Cet écart peut s'expliquer par une prise en compte limitée, par le Gouvernement, des effets de l'incertitude qui continue à régner au niveau national. Ainsi, selon l'OFCE, celle-ci grèverait la croissance de 0,3 point en 2025 contre 0,1 point en 2024. Conjuguée à une incertitude internationale grandissante, la situation politique toujours instable et le manque de visibilité sur les mesures de politique économique et fiscale à venir qui en découle renforcerait les comportements attentistes des entreprises. Ces conditions, auxquelles s'ajoutent une dégradation du marché de l'emploi due au ralentissement de l'activité et au redressement de la productivité, qui se manifeste par une hausse progressive du taux de chômage approchant les 8 % en 2025 selon la Banque de France11(*) et l'OFCE, après un niveau de 7,4 % en 2024 et de 7,3 % en 2023, n'encourageraient que modérément la reprise d'une consommation des ménages. Cette augmentation du nombre de chômeurs couplée aux comportements de précaution qu'elle entraînerait freinerait le potentiel lié à une augmentation du pouvoir d'achat qui n'est désormais plus concentrée sur les revenus de la propriété, comme l'indique le RAA.

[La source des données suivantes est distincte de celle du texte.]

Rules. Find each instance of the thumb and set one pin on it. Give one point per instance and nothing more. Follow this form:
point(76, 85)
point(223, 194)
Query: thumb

La consommation publique soutiendrait davantage la croissance qu'initialement prévu, du fait d'une consolidation budgétaire moins marquée : au début de la discussion du budget 2025, le Gouvernement de Michel Barnier prévoyait un ajustement structurel primaire de 1,3 point de PIB, lequel a finalement été ramené à 0,8 point de PIB. L'investissement public, en revanche, augmenterait moins qu'initialement envisagé.

Enfin, selon le Gouvernement, la contribution du commerce extérieur à la croissance serait nulle, à la différence de sa prévision de janvier (+ 0,1 point). Elle pourrait même être, selon l'OFCE, légèrement négative (- 0,1 point).

Ce recul est une composante de l'assombrissement global du tableau de l'économie mondiale résultant principalement de la politique commerciale américaine, dont les effets seront globalement négatifs sur l'économie française. Si tant est qu'une réflexion prospective ait un sens en la matière au regard de l'imprévisibilité du président des États-Unis, l'augmentation des droits de douane qu'il a engagée en février 2025, renforcée le 2 avril à grands renforts symboliques avec le « Liberation day » mais finalement contenue le 9 avril pour de nombreux pays dont la France, grèverait selon le Gouvernement la croissance de 0,3 point en 2025 - un chiffre un peu moins élevé que pour d'autres pays européens du fait de la plus faible exposition de l'économie française au marché américain. Au demeurant, cette estimation prend en compte les mesures annoncées jusqu'au 2 avril inclus, et exclut donc l'assouplissement annoncé par Donald Trump le 9 avril. Elle est par conséquent probablement légèrement surévaluée.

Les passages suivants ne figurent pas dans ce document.